I tak: W spółkach prawa handlowego Prezes jest członkiem zarządu, a członek zarządu jest powoływany przez wspólników na mocy uchwały wspólników. W przypadku ZUK sp. z o.o. i PUK sp. z o.o jedynym udziałowcem jest Burmistrz, więc będący na wylocie z Urzędu Burmistrz Mieloch na mocy swojej osobistej uchwały wprowadził swoją koleżankę,”prawą rękę”, Sekretarza Gminy do spółek komunalnych. Sprawa jest bardzo kontrowersyjna, a żeby nie było posądzeń właśnie o kumoterstwo i nadużycia władzy na stanowisko prezesa organizuje się takie formy naboru, które świadczą o dużych kompetencjach kandydata oraz jego umiejętnościach do zarządzania.
Jeśli się mylę to proszę Pana o sprostowanie mojego wywodu.
@Gość. Nie mam czego prostować. Wywód jest pod każdym względem słuszny.
Moim zdaniem od kontroli w spółkach jest Rada Nadzorcza, a nie komisja rewizyjna. Jeżeli to jednak komisja rewizyjna miałaby się zająć kontrolą, no to powinna mieć umocowanie w uchwale rady. Nie ma uchwały rady miejskiej , nie ma kontroli.
@plotka a twoim zdaniem jest tam legalnie Kujawska bo ona twierdzi, że nie musi być konkursu ogloszonego
Rada Nadzorcza w szczęśliwości wegetuje i żyje w wielkiej symbiozie z Zarządem. Prezes bez konkursu zatrudniona. Rodzina, koleżanki, koledzy, znajome koleżanek i inni znajomi zatrudniani bez stosownych ogłoszeń o zapotrzebowaniu pracowników do pracy.
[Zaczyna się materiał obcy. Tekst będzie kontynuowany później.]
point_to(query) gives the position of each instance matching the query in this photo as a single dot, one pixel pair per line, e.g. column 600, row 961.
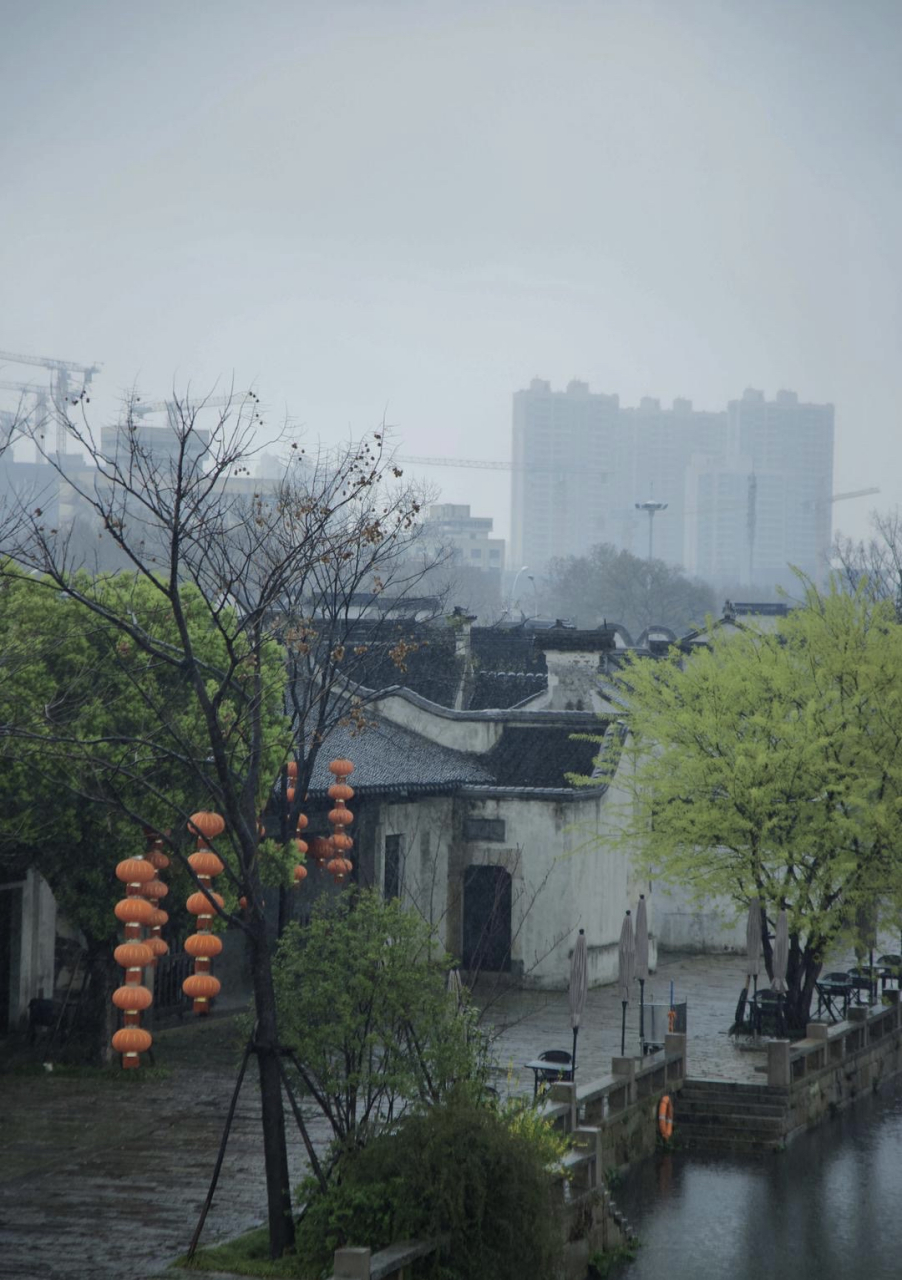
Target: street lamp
column 523, row 568
column 651, row 508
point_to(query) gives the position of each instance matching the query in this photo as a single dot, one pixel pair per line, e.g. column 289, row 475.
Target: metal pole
column 207, row 1202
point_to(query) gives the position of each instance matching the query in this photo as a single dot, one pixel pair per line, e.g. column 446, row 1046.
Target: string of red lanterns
column 340, row 817
column 204, row 944
column 134, row 956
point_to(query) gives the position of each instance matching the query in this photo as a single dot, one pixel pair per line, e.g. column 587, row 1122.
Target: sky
column 407, row 210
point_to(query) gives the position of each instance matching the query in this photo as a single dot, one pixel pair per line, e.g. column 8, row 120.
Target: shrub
column 454, row 1170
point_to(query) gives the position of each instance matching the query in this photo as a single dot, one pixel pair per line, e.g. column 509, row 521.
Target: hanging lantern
column 321, row 849
column 154, row 940
column 206, row 826
column 134, row 910
column 340, row 817
column 131, row 1042
column 204, row 945
column 339, row 868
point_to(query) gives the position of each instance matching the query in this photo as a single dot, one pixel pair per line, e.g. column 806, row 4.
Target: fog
column 411, row 209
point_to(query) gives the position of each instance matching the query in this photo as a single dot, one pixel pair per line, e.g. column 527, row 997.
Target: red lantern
column 205, row 863
column 201, row 987
column 159, row 947
column 202, row 945
column 134, row 871
column 131, row 1042
column 198, row 904
column 340, row 868
column 206, row 824
column 132, row 999
column 320, row 849
column 133, row 910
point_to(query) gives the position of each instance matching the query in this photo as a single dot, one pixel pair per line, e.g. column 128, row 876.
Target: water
column 827, row 1208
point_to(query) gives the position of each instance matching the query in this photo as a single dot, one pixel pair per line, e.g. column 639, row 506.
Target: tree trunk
column 96, row 1020
column 266, row 1042
column 802, row 972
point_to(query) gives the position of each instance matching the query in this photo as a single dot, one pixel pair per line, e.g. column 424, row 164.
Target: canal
column 827, row 1208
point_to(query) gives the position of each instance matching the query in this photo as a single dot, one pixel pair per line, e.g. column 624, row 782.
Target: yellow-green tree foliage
column 770, row 764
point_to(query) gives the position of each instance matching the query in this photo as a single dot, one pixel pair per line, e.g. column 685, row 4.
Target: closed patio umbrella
column 578, row 987
column 626, row 959
column 752, row 954
column 781, row 961
column 641, row 964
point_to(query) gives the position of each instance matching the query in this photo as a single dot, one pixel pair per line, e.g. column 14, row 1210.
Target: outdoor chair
column 559, row 1068
column 889, row 969
column 833, row 992
column 768, row 1014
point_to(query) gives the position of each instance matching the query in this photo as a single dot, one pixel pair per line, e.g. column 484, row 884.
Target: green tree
column 95, row 732
column 618, row 586
column 365, row 1009
column 770, row 766
column 273, row 565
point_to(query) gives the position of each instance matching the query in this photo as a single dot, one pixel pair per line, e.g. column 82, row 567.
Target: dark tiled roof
column 541, row 757
column 388, row 759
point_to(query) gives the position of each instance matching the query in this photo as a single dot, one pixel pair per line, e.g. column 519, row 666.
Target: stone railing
column 791, row 1064
column 395, row 1261
column 632, row 1079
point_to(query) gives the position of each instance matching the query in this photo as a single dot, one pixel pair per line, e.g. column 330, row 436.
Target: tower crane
column 488, row 465
column 59, row 387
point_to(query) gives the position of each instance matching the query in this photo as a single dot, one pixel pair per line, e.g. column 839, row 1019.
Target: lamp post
column 523, row 568
column 651, row 510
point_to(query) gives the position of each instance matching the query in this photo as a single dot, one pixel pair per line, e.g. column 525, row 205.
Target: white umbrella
column 781, row 961
column 641, row 963
column 578, row 987
column 626, row 960
column 752, row 955
column 781, row 954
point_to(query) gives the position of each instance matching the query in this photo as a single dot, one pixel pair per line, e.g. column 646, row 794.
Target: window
column 393, row 855
column 484, row 828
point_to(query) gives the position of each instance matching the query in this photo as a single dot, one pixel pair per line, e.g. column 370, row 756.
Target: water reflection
column 828, row 1208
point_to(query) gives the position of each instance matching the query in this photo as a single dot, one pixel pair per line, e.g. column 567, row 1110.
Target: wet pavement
column 105, row 1179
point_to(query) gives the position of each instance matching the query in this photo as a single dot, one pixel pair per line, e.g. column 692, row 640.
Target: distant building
column 449, row 526
column 746, row 490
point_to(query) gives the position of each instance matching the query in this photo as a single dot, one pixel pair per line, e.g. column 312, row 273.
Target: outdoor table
column 830, row 990
column 889, row 969
column 765, row 1006
column 861, row 979
column 545, row 1072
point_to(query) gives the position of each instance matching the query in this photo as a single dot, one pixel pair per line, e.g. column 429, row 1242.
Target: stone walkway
column 102, row 1180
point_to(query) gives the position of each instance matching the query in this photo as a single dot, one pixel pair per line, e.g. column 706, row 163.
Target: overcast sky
column 415, row 208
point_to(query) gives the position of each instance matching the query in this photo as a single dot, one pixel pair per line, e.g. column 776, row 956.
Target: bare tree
column 875, row 561
column 279, row 568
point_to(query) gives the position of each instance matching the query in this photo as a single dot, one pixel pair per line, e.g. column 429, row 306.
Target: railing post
column 352, row 1265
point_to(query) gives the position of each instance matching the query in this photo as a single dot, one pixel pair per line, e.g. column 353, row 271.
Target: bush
column 363, row 1006
column 456, row 1169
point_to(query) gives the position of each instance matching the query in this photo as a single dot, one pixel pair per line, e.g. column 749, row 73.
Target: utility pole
column 651, row 508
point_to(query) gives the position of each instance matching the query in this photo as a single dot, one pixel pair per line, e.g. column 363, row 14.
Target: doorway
column 486, row 919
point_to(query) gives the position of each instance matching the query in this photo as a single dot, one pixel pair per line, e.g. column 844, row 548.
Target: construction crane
column 59, row 388
column 141, row 408
column 489, row 465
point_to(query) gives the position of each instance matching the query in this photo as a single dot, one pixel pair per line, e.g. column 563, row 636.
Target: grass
column 248, row 1256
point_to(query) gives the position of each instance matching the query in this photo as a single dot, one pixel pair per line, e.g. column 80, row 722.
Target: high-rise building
column 742, row 493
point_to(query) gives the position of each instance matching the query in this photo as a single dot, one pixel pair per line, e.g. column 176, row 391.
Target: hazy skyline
column 415, row 209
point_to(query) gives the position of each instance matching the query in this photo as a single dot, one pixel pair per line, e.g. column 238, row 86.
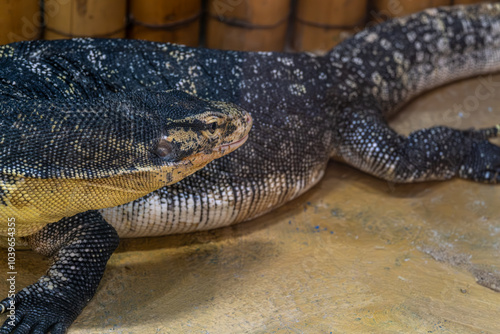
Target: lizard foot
column 39, row 308
column 483, row 162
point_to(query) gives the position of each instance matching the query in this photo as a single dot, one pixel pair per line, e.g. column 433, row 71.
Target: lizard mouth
column 231, row 146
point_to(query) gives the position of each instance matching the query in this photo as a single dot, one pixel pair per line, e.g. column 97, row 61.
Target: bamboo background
column 265, row 25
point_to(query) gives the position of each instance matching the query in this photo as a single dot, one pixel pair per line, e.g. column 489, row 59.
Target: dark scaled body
column 306, row 109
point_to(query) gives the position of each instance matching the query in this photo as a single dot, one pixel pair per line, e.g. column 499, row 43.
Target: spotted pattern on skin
column 71, row 156
column 307, row 109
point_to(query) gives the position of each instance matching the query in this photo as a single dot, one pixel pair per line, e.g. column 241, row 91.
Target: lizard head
column 66, row 157
column 197, row 131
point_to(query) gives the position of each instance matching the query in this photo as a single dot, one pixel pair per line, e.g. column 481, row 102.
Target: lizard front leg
column 80, row 247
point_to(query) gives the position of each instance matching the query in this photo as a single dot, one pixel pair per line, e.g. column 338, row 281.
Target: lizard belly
column 173, row 210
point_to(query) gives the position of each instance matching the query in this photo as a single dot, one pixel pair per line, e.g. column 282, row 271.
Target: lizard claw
column 483, row 163
column 36, row 310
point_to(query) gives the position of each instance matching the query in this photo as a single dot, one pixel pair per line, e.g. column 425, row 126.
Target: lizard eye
column 212, row 127
column 164, row 148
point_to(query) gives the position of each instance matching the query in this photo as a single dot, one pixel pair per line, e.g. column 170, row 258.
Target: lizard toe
column 483, row 164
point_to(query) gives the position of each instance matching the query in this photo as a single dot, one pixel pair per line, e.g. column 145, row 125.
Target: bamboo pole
column 85, row 18
column 20, row 20
column 322, row 24
column 248, row 25
column 175, row 21
column 392, row 8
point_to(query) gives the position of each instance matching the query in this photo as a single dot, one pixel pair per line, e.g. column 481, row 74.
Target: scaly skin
column 307, row 109
column 63, row 157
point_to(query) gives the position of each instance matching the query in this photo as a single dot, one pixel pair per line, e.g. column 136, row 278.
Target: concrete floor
column 353, row 255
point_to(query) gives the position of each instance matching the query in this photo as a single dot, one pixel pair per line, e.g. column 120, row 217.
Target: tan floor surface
column 353, row 255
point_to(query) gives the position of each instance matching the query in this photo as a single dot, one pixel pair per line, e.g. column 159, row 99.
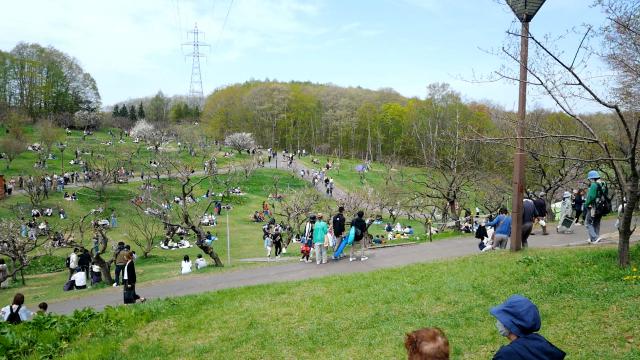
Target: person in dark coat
column 360, row 236
column 338, row 222
column 518, row 319
column 130, row 296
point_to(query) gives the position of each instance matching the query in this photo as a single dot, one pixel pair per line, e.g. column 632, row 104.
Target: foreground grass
column 588, row 310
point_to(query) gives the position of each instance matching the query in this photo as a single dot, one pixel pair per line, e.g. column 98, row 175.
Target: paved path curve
column 378, row 259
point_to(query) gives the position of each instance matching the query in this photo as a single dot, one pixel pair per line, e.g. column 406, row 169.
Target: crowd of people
column 592, row 204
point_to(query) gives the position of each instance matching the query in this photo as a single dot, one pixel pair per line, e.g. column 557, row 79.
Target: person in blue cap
column 518, row 320
column 592, row 218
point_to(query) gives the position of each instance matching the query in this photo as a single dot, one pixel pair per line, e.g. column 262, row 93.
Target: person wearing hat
column 518, row 319
column 541, row 212
column 320, row 230
column 592, row 220
column 565, row 207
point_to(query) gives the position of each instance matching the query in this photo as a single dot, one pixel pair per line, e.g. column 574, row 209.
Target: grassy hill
column 588, row 308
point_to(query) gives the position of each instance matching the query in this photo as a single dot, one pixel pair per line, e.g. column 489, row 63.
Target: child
column 200, row 262
column 186, row 265
column 42, row 308
column 96, row 274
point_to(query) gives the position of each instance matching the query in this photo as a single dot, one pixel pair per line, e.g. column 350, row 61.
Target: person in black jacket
column 518, row 319
column 338, row 222
column 360, row 237
column 84, row 261
column 541, row 212
column 130, row 296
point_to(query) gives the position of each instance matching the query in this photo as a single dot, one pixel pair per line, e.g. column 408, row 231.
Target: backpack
column 14, row 317
column 602, row 203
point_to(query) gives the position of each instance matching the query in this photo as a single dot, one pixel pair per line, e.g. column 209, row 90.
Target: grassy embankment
column 588, row 309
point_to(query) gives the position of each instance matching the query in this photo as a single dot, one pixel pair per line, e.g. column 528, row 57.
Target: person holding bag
column 502, row 229
column 320, row 231
column 130, row 296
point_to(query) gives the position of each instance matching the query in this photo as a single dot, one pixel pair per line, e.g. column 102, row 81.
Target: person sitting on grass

A ta wyjątkowa Rada Nadzorcza po wysłuchaniu pracowników jednym uchem wpuszcza żale, ale drugim zaraz wypuszcza, więc wszystko pozostaje w rodzinie i podobno wszystko jest dalej super.
Właściwie to cały przychód gminny powinien być od razu wpompowany w obie Spółki, dlaczego tylko 4 bańki zakomunikowane właśnie teraz, przed wyborami samorządowymi.
Chyba, że taka jest taktyka, bo za chwilę będzie należało podnieść za przewozy wszelakie , bo paliwo w górę, następnie na zakup nowych parkomatów, bo te wykupione to raczej już się nie nadają itp. , różne mogą być więc cele dojenia na raty miasta.
A autobusy sobie spokojnie stoją i nikogo to nie dziwi.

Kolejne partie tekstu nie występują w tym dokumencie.